Growing e-commerce has created the demand for logistics services in areas such as express delivery and inventory management, which is a factor expected to drive market growth. In addition, with the acceleration of urbanization and the popularity of the Internet and mobile devices, as well as the increasing number of warehouses and the expansion of the logistics industry, e-commerce will continue to exist and merchants will strengthen e-commerce.
E-commerce Logistics Market Restraints
Numerous returns due to product defects and delivery failures increase logistics costs, which is one of the factors affecting the forecasted annual market growth. Moreover, cost pressure is driving e-commerce logistics companies to shift to ground transportation for deliveries, which may negatively impact market growth in the near future.
COVID-19 Impact:
Consumers have turned to digital to buy groceries and pay bills to beat the lockdown blues during the pandemic.
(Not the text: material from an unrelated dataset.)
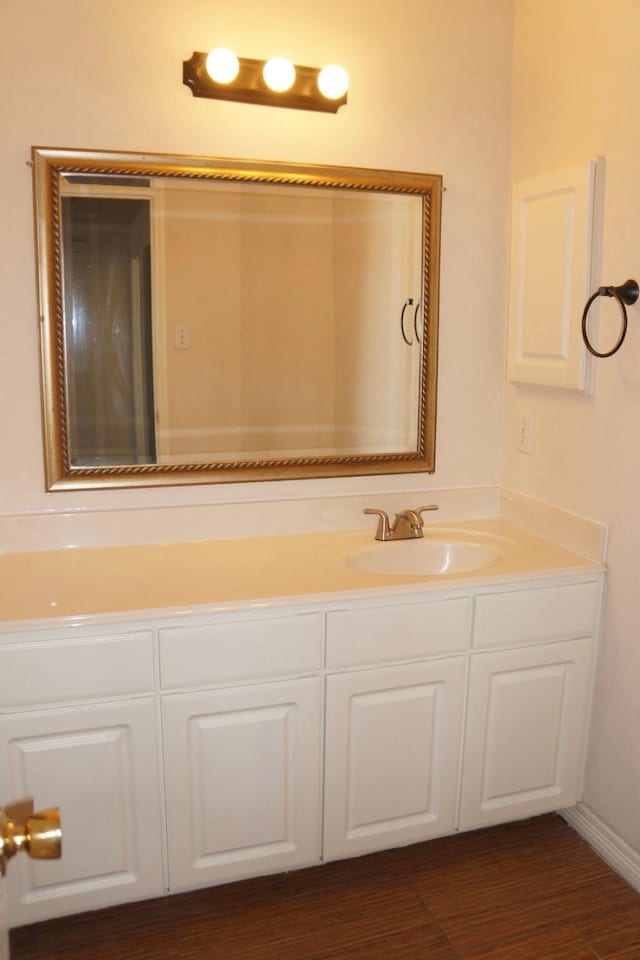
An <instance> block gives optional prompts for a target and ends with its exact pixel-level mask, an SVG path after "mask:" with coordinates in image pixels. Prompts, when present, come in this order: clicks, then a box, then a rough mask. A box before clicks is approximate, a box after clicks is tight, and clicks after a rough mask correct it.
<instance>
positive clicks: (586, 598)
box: [473, 582, 600, 648]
While many industries have stumbled through the difficult lockdown period, one industry has been granted free passage and is making the most of the e-commerce logistics opportunity. With most of the brick-and-mortar stores forced to close, most of the former offline buyers have turned to online shopping mode. With the rapid growth of e-commerce, companies must deal with intricate supply chains, rising fuel costs, and increasing competition. It may be feasible for a 3PL to manage these constraints and remain competitive, but doing so becomes more challenging as multi-customer fulfillment models are implemented. Multi-customer fulfillment methods are less expensive than dedicated fulfillment methods. With brick-and-mortar stores closed, people have been forced to turn to online shopping for their most basic needs, including food, furniture, technology, and clothing. Definition of E-commerce logistics:
E-commerce logistics is well-defined as the supply chain through which a company's online customer orders are fulfilled. This is the process from the point of manufacture until the product is delivered to the consumer-commerce logistics include providing warehousing, transportation, value-added services, packaging, and other services. The development of digital technology led to a surge in the demand for several applications in the e-commerce logistics market.
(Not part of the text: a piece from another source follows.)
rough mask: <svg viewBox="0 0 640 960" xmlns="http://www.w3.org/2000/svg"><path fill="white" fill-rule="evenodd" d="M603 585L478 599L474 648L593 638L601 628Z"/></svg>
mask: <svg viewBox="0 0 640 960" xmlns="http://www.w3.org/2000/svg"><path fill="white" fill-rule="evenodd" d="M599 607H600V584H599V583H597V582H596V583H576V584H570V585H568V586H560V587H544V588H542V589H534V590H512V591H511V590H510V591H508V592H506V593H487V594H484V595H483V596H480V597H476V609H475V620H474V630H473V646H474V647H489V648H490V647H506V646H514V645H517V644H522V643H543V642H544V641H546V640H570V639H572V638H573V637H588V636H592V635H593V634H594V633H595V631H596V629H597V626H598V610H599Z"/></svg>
The ongoing coronavirus crisis has severely impacted many industries. As of March 2020, the fastest declining e-commerce categories were luggage and suitcases, as well as briefcases, each having a decrease of 77 percent year-over-year. With a variety of travel bans in place during the coronavirus, it is no surprise that any kind of travel-related purchases and bookings are on hold for the foreseeable future.
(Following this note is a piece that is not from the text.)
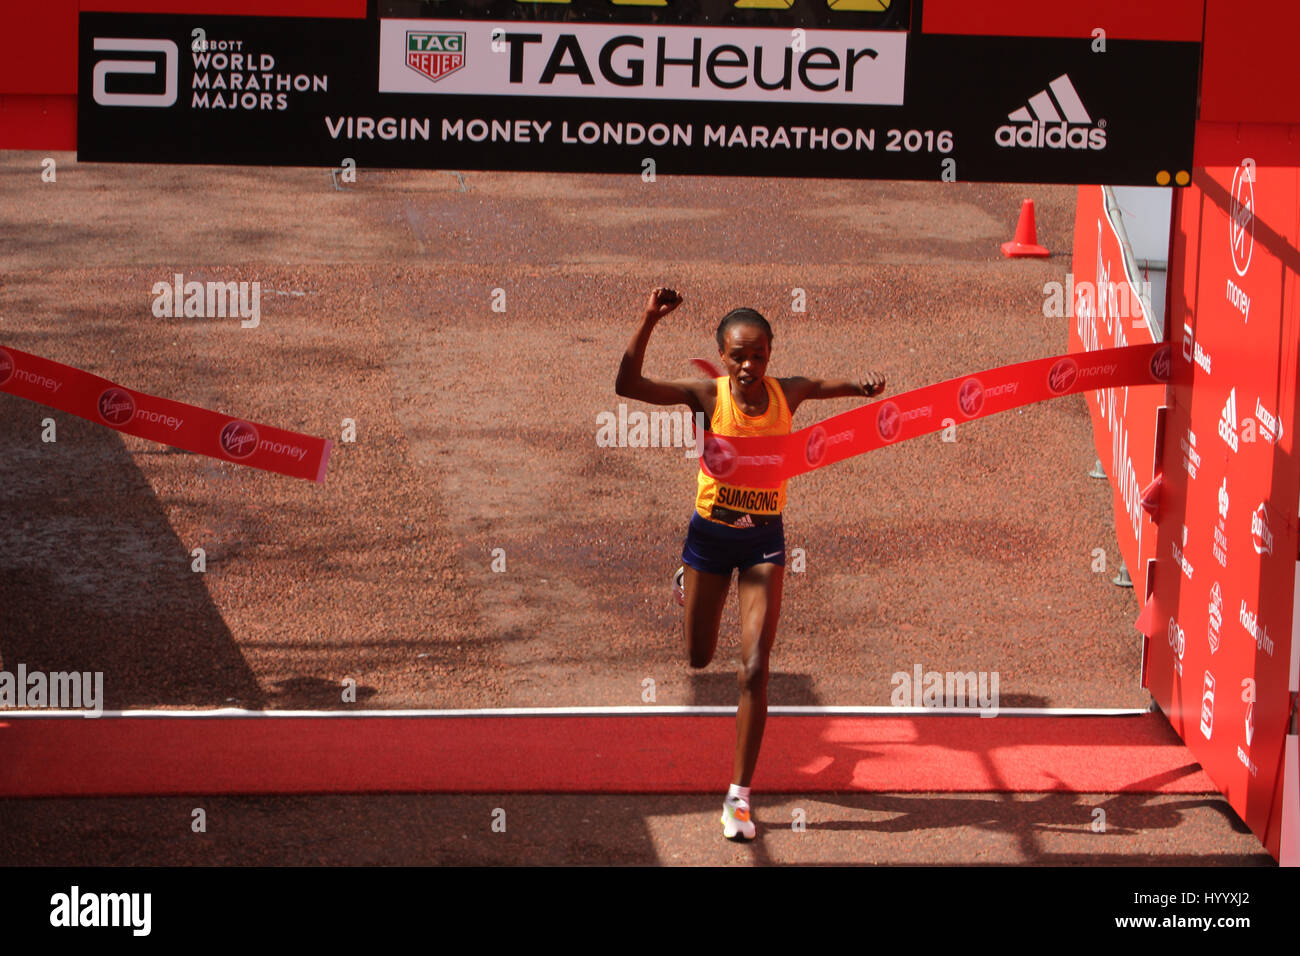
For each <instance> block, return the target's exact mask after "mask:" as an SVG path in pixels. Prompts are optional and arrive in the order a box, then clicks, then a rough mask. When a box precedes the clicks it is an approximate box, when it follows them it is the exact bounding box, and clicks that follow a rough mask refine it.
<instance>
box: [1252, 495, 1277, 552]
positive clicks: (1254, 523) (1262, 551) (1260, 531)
mask: <svg viewBox="0 0 1300 956" xmlns="http://www.w3.org/2000/svg"><path fill="white" fill-rule="evenodd" d="M1251 545H1253V548H1255V553H1256V554H1268V555H1271V554H1273V529H1271V528H1269V510H1268V507H1265V505H1264V502H1262V501H1261V502H1260V507H1257V509H1255V514H1252V515H1251Z"/></svg>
During the peak of the coronavirus (COVID-19) crisis (March-April 2020) when many countries worldwide introduced lockdown measures, e-commerce share in total retail sales saw proportions that were not seen before. In the United Kingdom, where an already mature e-commerce market exists, e-commerce share saw as high as 31.3 percent, before stabilizing in the subsequent periods. In the most current period (as of January 31, 2021), United Kingdom, United States and Canada were the leading countries where e-commerce had a higher share as a proportion of total retail, at 24, 17, and 15 percent, respectively.